Proposta pode retirar ex-presidente do regime fechado após condenação por tentativa de golpe

Oposição articula projeto para modificar regime prisional de Bolsonaro após condenação.
Oposição busca reverter condenação de Bolsonaro com novo projeto
A oposição no Senado está articulando um projeto de lei para retirar Jair Bolsonaro do regime fechado. Esta ação ocorre após a condenação do ex-presidente a 27 anos e três meses de prisão, imposta pela 1ª Turma do Supremo Tribunal Federal (STF) por liderar a tentativa de golpe de Estado após sua derrota nas eleições de 2022.

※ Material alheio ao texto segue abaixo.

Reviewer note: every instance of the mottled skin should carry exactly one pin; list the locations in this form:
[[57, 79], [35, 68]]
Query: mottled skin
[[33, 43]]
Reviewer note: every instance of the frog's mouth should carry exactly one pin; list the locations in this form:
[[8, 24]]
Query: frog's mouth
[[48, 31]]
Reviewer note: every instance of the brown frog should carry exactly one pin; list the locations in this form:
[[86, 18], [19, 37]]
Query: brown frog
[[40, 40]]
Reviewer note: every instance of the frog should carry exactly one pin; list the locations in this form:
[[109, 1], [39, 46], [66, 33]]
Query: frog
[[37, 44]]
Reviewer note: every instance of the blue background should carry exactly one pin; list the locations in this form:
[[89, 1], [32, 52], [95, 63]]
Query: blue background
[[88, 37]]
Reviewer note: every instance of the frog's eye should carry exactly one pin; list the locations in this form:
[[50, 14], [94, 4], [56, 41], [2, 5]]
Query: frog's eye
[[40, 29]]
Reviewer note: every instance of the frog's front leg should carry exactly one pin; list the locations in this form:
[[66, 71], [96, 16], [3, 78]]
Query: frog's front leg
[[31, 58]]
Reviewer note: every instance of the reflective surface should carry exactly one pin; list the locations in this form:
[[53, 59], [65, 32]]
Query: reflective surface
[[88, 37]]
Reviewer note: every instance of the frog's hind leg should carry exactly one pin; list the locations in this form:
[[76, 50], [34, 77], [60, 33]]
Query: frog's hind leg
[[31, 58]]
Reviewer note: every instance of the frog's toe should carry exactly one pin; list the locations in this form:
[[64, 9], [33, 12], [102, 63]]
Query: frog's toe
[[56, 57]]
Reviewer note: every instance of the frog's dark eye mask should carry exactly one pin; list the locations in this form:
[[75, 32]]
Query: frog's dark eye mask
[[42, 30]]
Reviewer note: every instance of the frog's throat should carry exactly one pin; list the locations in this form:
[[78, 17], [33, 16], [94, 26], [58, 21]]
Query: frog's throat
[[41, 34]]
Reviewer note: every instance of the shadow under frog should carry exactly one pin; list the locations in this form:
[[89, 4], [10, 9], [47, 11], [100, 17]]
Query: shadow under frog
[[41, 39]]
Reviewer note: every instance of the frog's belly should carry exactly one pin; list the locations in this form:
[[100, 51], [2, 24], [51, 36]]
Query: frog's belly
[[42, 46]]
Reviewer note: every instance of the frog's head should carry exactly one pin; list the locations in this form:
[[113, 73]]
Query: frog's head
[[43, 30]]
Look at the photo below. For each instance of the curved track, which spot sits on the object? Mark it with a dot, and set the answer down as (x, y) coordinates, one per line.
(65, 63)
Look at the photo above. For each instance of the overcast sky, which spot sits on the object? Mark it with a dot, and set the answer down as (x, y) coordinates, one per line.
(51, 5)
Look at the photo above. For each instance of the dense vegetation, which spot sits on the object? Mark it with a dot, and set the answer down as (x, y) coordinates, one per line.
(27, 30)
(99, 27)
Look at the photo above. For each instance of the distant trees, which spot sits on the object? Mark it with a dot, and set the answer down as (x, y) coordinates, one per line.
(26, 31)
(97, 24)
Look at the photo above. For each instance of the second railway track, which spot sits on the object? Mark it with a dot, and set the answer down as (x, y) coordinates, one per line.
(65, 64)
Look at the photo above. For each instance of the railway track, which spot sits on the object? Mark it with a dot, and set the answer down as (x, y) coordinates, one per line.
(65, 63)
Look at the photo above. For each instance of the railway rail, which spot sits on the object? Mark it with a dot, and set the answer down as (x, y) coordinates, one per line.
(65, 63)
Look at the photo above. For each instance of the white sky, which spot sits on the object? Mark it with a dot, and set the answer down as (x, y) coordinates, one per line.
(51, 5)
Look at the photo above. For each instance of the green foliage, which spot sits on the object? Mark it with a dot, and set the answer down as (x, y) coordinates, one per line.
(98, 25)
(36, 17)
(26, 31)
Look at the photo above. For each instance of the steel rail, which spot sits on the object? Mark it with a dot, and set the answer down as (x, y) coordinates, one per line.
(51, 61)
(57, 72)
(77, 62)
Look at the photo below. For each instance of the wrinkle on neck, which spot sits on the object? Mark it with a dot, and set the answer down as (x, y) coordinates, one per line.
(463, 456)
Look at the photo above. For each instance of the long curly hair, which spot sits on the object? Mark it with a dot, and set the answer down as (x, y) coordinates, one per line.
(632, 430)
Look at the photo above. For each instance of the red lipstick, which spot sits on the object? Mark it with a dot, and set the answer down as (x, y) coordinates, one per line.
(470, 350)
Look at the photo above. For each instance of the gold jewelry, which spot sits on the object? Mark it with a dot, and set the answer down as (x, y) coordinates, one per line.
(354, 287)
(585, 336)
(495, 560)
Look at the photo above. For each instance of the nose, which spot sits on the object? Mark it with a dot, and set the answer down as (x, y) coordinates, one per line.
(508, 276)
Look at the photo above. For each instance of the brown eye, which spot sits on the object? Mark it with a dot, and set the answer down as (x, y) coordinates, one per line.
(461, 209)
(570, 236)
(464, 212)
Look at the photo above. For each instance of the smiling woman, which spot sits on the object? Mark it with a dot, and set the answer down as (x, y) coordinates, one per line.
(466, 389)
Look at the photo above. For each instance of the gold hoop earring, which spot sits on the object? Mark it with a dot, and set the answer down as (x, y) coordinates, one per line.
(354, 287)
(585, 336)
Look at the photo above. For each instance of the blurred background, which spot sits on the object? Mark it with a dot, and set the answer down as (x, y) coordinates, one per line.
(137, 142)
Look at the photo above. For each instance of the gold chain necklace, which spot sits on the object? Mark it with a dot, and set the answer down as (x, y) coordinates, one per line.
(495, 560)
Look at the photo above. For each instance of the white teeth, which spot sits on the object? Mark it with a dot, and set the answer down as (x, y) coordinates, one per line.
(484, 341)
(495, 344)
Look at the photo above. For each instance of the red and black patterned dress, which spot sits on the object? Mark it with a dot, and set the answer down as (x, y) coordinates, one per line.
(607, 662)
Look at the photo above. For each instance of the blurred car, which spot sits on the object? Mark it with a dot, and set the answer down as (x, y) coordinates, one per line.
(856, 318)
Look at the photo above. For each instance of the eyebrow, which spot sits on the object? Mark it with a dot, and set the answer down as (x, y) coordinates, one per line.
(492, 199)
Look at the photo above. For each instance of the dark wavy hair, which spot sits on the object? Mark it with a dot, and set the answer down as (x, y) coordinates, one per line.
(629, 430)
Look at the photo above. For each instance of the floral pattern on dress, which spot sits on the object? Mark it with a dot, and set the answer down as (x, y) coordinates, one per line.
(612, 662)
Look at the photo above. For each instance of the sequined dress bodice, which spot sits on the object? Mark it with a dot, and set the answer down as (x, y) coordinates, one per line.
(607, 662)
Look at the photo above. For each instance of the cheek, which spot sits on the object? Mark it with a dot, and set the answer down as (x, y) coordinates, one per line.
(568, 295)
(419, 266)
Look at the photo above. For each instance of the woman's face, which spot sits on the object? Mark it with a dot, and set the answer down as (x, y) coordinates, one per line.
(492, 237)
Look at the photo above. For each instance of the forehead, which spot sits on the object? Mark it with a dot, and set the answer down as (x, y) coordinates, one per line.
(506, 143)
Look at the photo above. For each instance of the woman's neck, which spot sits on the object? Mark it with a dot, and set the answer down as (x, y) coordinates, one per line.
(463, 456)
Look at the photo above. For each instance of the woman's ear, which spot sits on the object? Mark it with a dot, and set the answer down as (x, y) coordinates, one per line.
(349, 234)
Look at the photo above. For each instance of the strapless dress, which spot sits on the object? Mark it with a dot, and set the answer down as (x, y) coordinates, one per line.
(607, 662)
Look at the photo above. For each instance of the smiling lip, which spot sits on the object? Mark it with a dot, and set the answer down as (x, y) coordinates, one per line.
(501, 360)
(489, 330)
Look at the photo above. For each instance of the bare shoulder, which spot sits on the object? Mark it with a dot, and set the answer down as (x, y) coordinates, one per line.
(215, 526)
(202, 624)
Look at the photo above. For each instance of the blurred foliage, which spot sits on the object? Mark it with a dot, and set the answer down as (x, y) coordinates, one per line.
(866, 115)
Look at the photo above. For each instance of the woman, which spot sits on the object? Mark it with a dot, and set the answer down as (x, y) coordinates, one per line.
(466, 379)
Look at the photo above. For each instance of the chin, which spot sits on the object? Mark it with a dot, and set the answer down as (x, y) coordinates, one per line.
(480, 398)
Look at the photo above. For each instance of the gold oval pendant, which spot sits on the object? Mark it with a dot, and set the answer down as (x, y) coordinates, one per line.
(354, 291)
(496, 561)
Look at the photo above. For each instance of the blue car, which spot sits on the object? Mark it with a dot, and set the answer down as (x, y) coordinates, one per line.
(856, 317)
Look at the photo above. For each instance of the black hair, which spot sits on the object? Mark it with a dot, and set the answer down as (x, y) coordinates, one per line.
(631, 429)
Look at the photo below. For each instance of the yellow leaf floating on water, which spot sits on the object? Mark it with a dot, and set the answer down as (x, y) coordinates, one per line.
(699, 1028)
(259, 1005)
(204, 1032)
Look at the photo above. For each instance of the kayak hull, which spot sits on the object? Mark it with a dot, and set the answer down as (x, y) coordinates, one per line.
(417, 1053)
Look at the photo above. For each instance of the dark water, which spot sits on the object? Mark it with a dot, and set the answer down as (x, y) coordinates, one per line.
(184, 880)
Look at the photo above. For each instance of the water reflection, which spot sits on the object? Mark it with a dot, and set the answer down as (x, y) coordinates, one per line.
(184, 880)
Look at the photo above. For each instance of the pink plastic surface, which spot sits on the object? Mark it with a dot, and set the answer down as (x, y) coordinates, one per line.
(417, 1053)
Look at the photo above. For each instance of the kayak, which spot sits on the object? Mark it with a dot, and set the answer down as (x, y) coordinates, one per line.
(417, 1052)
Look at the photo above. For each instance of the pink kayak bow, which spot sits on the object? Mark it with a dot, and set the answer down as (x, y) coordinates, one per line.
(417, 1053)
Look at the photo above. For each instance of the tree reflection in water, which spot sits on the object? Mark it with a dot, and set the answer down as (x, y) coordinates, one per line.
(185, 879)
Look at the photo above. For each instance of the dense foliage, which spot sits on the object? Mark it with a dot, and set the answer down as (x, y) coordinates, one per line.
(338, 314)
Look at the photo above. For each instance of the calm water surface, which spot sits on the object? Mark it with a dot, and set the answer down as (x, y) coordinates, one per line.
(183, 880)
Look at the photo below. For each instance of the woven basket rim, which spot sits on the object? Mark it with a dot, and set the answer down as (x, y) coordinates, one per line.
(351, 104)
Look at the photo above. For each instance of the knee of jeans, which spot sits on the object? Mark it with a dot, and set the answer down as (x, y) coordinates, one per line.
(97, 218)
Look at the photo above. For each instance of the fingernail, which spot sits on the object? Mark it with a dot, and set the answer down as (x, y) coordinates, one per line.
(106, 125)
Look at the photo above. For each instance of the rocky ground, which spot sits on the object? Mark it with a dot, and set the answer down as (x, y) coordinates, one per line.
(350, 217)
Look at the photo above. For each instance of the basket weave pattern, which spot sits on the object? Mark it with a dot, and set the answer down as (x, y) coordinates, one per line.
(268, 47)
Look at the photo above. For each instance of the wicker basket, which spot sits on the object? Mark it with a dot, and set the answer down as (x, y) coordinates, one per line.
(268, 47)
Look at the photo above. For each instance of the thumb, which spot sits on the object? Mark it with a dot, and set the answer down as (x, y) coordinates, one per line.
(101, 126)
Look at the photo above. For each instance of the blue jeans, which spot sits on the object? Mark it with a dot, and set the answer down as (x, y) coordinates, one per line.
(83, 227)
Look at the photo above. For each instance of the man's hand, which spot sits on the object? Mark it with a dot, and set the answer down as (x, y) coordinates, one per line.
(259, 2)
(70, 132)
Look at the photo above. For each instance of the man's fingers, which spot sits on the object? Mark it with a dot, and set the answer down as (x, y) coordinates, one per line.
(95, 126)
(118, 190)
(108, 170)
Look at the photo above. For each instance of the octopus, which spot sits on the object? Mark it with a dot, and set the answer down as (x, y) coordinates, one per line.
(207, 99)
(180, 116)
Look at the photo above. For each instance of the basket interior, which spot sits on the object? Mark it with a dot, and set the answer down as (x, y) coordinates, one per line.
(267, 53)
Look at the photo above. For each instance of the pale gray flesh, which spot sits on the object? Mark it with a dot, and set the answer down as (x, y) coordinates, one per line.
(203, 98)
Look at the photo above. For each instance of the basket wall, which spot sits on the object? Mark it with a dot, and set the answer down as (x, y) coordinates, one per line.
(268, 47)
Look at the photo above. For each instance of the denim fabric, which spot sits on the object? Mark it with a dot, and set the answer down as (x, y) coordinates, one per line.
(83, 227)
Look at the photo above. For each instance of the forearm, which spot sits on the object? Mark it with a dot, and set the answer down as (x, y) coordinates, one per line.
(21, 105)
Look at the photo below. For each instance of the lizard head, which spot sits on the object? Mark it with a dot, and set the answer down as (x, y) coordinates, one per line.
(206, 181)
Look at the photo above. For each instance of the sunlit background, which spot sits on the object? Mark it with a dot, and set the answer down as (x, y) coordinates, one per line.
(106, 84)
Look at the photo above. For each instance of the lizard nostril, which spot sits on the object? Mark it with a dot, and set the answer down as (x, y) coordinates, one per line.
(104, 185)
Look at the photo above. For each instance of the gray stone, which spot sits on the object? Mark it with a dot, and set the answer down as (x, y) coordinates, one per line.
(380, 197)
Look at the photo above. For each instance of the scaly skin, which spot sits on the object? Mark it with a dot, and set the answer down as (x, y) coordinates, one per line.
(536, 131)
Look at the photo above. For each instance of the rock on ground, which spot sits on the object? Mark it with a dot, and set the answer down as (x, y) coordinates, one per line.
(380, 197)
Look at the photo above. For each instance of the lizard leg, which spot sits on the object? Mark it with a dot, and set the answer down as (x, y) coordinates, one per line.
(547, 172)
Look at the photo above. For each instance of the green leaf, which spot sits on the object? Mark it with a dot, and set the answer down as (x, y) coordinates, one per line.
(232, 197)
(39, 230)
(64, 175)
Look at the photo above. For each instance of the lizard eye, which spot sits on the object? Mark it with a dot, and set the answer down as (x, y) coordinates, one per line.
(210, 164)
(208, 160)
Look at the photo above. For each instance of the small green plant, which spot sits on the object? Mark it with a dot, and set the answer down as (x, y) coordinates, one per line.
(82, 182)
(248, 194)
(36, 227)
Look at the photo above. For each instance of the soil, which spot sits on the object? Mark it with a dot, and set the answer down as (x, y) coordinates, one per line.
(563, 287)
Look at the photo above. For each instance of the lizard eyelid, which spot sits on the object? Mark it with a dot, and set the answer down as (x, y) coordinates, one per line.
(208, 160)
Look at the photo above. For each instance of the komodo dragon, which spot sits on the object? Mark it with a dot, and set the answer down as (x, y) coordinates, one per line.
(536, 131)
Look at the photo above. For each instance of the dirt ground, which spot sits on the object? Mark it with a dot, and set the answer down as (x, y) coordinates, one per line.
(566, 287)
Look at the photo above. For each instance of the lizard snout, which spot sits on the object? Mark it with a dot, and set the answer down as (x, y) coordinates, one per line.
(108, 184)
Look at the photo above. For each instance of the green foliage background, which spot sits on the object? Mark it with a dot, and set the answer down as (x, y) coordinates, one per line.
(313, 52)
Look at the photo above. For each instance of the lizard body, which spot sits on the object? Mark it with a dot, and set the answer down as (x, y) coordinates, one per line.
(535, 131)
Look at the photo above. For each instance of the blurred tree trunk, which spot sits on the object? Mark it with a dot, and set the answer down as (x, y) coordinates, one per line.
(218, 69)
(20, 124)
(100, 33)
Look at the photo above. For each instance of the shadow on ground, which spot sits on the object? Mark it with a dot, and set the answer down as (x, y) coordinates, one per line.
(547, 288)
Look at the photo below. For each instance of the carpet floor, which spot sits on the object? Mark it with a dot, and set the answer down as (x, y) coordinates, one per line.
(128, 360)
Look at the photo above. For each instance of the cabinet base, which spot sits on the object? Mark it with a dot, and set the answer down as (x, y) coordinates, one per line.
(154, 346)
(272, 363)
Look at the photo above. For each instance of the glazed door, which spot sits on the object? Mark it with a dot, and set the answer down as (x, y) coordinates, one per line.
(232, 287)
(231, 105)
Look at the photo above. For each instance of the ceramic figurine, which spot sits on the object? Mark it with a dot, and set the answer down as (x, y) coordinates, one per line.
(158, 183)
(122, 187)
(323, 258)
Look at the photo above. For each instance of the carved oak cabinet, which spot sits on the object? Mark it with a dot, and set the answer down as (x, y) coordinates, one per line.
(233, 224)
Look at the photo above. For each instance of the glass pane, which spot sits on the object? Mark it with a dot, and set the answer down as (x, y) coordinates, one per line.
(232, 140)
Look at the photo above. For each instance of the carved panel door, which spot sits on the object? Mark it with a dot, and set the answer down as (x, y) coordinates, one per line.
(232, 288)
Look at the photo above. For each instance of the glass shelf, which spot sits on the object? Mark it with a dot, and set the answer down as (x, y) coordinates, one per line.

Detalhes do projeto de lei 5.977/2025
O projeto, liderado pelo senador Carlos Viana (Podemos-MG), visa revogar os tipos penais que serviram de base para a condenação de Bolsonaro. Caso o projeto avance, a pena do ex-presidente poderia ser reduzida para cerca de cinco anos, o que não seria suficiente para mantê-lo no regime fechado. Essa proposta também poderia reconfigurar outras condenações relacionadas aos eventos de 8 de janeiro.
Estrutura do novo projeto
Carlos Viana, que já foi líder do governo Bolsonaro no Senado, propõe a revogação de quatro artigos da Lei 14.197/2021, que definem crimes contra o Estado Democrático de Direito. Esses artigos tipificam crimes como abolição violenta do Estado Democrático de Direito e golpe de Estado, que somam 22 dos 27 anos da pena de Bolsonaro. Sem esses artigos, restariam apenas crimes com penas menores, permitindo que Bolsonaro e outros condenados cumprissem suas penas em regime semiaberto ou aberto.
Urgência na tramitação
A oposição está pressionando para que a tramitação do projeto seja acelerada. O requerimento de urgência, apresentado por Rogério Marinho (PL-RN), já conta com o apoio de 35 senadores. Se aprovado, o projeto poderá ir diretamente ao Plenário do Senado, evitando a análise nas comissões e reduzindo o tempo de tramitação.
Justificativas e críticas
Carlos Viana argumenta que o projeto revoga artigos que permitiram condenações sem provas específicas. A proposta é apresentada como uma medida técnica e não como uma anistia, buscando evitar as críticas de que se trata de um movimento para livrar Bolsonaro da prisão. No entanto, muitos juristas consideram que a anistia para os crimes pelos quais Bolsonaro foi condenado poderia ser inconstitucional.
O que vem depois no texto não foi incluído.